Chieti. “Una maggioranza a pezzi, scompaginata, per nulla coesa che fugge di fronte a situazioni critiche dove bisogna assumersi delle chiare responsabilità ed ubbidiente al gran ciambellano il quale ordina e tutti, tacendo, eseguono senza battere ciglio”. Così i capigruppo di minoranza in consiglio provinciale di Chieti D’Amico (Pd), Menna (IdV), Mariotti (Sel) e Tinari (Rc) hanno descritto quanto accaduto nell’ultimo Consiglio provinciale in merito al mancato voto sull’ordine del giorno inerente la vicenda dei lavoratori dell’Associazione Regionale Allevatori (A.R.A.), da oltre dieci mesi senza stipendio e con gravissimo pericolo di sospensione di attività e assistenza tecnica alle aziende zootecniche associate.

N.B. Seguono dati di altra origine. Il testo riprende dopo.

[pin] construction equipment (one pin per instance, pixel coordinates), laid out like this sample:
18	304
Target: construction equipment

“Il testo e i contenuti dell’ordine del giorno erano simili ad uno già approvato all’unanimità dal consiglio provinciale de L’Aquila” spiegano i capigruppo “ed era successivo ad un’apposita audizione avuta in commissione agricoltura di una delegazione dei dipendenti dell’A.R.A.; probabilmente parlare di questioni legate al comparto dell’agroalimentare in provincia di Chieti equivale ad una bestemmia e suona da insulto verso qualcuno per la quale la maggioranza di centrodestra a guida Udc ha paura di muovere non critiche, del tutto vietate, ma anche semplici suggerimenti, proposte o sollecitazioni com’era il caso del documento sull’A.R.A.”.
I capigruppo accusano la maggioranza di essere in balia di una palese contraddizione. “La maggioranza che chiede e poi fa mancare il numero legale di fronte alla presenza di una delegazione dei lavoratori dell’A.R.A. è stata una penosa rappresentazione di una maggioranza allo sbando, che vive alla giornata navigando a vista, sopravvive a se stessa solo perché cementata dal mantenimento del potere, cerca di nascondere le irreparabili divisioni interne con il costante ricorso al facile insulto personale ed alla mistificante provocazione, senza più idee per garantire neanche l’ordinaria amministrazione; in simili condizioni o si è nella possibilità di avere un colpo d’ala e d’orgoglio, per ridarsi dignità e credibilità senza infantili dipendenze esterne, altrimenti si ha il coraggio di rivolgersi al sovrano popolo elettore tornandosene a casa per palese incapacità a governare”.